Complete step-by-step answer:
Given that the four dice are drawn,
If a single dice is drawn, the total number of throws is ${6^1} = 6$.
If four dice are drawn, the total number of throws is ${6^4} = 1296$.
The number of sample spaces is the number of throws.
$n(s) = 1296$.
The condition is that the sum of the numbers appearing on them is $13$.
To find the throws which satisfy the condition, we have to use permutations.
The values on the dice are $1,2,3,4,5$and $6$.
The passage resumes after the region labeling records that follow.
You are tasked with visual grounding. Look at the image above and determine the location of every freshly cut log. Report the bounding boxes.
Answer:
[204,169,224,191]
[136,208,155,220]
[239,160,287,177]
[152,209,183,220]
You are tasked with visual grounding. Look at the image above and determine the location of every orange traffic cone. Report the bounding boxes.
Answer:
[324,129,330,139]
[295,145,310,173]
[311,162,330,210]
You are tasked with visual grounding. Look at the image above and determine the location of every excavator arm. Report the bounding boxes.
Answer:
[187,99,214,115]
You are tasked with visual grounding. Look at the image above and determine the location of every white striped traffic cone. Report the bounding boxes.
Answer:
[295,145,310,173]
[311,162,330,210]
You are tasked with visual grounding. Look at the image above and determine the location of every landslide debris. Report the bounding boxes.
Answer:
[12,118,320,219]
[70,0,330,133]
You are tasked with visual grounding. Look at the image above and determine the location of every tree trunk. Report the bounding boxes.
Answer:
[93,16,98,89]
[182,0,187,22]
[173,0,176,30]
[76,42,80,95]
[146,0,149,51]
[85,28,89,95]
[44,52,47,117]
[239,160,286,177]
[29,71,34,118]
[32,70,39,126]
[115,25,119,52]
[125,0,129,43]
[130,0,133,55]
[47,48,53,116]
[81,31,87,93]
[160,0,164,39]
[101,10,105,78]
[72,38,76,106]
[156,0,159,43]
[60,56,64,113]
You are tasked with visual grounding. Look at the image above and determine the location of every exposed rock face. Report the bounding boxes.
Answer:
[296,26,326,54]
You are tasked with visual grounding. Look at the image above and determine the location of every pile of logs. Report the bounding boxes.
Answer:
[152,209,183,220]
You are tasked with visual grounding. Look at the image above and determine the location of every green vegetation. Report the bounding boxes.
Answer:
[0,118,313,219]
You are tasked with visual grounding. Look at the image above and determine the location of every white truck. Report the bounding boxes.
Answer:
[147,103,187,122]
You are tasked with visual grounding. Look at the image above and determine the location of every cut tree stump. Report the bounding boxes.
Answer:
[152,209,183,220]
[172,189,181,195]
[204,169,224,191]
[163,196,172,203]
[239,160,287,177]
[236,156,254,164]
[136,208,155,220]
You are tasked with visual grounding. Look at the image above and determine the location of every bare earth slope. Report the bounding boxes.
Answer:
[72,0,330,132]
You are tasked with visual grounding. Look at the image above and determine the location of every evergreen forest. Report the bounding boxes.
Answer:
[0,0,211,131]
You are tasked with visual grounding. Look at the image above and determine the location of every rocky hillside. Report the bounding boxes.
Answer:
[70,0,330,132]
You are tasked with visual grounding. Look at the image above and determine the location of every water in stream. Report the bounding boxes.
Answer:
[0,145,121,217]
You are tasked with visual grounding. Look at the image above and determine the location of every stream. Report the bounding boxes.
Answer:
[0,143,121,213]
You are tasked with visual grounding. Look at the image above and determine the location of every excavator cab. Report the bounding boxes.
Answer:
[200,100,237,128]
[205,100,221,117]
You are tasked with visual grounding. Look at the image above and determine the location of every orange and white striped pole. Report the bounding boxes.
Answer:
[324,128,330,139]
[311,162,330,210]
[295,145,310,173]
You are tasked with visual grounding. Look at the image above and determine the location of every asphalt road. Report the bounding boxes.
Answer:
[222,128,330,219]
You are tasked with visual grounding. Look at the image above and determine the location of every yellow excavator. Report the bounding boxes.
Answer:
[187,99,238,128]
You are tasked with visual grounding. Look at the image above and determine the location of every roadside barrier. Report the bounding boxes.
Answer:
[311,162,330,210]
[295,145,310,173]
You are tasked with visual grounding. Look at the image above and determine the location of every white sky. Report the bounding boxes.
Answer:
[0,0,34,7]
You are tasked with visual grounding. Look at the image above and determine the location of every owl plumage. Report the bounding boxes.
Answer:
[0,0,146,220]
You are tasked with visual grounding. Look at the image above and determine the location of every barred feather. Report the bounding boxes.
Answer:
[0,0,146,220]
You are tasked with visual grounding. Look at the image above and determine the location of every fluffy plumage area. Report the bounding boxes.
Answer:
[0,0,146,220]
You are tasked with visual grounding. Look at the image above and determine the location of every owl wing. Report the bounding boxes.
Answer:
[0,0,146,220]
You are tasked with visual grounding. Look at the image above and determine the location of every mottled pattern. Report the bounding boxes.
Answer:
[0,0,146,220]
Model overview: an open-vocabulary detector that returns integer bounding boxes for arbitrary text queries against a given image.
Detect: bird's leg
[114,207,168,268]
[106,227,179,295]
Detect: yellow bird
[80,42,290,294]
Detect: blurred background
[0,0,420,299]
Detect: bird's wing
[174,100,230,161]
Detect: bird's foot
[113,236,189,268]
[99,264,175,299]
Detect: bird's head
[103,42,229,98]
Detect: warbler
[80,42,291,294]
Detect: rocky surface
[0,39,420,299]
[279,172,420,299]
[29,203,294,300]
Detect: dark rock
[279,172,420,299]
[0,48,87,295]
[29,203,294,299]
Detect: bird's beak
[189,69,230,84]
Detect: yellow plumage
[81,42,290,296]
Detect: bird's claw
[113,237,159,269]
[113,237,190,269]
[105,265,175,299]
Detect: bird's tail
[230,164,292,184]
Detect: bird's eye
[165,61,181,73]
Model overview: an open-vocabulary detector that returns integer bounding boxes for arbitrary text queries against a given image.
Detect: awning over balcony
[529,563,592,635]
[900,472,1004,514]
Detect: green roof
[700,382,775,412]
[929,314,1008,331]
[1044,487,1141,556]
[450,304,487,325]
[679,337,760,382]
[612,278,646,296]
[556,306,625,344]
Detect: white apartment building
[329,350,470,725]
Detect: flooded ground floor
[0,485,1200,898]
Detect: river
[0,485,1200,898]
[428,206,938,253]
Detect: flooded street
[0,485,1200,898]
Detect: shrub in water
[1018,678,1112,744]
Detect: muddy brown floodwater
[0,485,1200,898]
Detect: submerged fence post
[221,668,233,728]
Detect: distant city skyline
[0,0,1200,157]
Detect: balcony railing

The possible ways of getting $13$as a sum are \[
  (1,1,5,6),(1,2,4,6),(1,3,3,6),(1,2,5,5),(1,3,4,5) \\
  (2,2,6,3),(2,2,5,4),(3,3,2,5),(3,3,3,4),(4,4,4,1),(4,4,3,2) \\
 \]
We have to find each permutations,
Permutation of $(4,4,3,2)$
$
  P(4,4,3,2) = \dfrac{{4!}}{{2!}} \\
  P(4,4,3,2) = 12 \\
 $
Permutation of $(4,4,4,1)$
$
  P(4,4,4,1) = \dfrac{{4!}}{{3!}} \\
  P(4,4,4,1) = 4 \\
 $
Permutation of $(3,3,3,4)$
$
  P(3,3,3,4) = \dfrac{{4!}}{{3!}} \\
  P(3,3,3,4) = 4 \\
 $
Permutation of $(3,3,2,5)$
$
  P(3,3,2,5) = \dfrac{{4!}}{{2!}} \\
  P(3,3,2,5) = 12 \\
 $
Permutation of $(2,2,5,4)$
$
  P(2,2,5,4) = \dfrac{{4!}}{{2!}} \\
  P(2,2,5,4) = 12 \\
 $
Permutation of $(2,2,3,6)$
$
  P(2,2,3,6) = \dfrac{{4!}}{{2!}} \\
  P(2,2,3,6) = 12 \\
 $
Permutation of $(1,1,5,6)$
$
  P(1,1,5,6) = \dfrac{{4!}}{{2!}} \\
  P(1,1,5,6) = 12 \\
 $
Permutation of $(1,2,4,6)$
$
  P(1,2,4,6) = 4! \\
  P(1,1,5,6) = 24 \\
 $
Permutation of $(1,3,3,6)$
$
  P(1,3,3,6) = \dfrac{{4!}}{{2!}} \\
  P(1,3,3,6) = 12 \\
 $
Permutation of $(1,2,5,5)$
$
  P(1,2,5,5) = \dfrac{{4!}}{{2!}} \\
  P(1,2,5,5) = 12 \\
 $
Permutation of $(1,3,5,4)$
$
  P((1,3,5,4)) = 4! \\
  P((1,3,5,4)) = 24 \\
 $
By adding all the permutation, we will get to know the number of events that satisfy the condition, such as
$n(A) = 12 + 24 + 12 + 12 + 24 + 12 + 12 + 12 + 4 + 4 + 12$
By adding the terms in the above equation, we will get
$n(A) = 140$
As we know the formula for probability $p(A) = \dfrac{{n(A)}}{{n(s)}}$.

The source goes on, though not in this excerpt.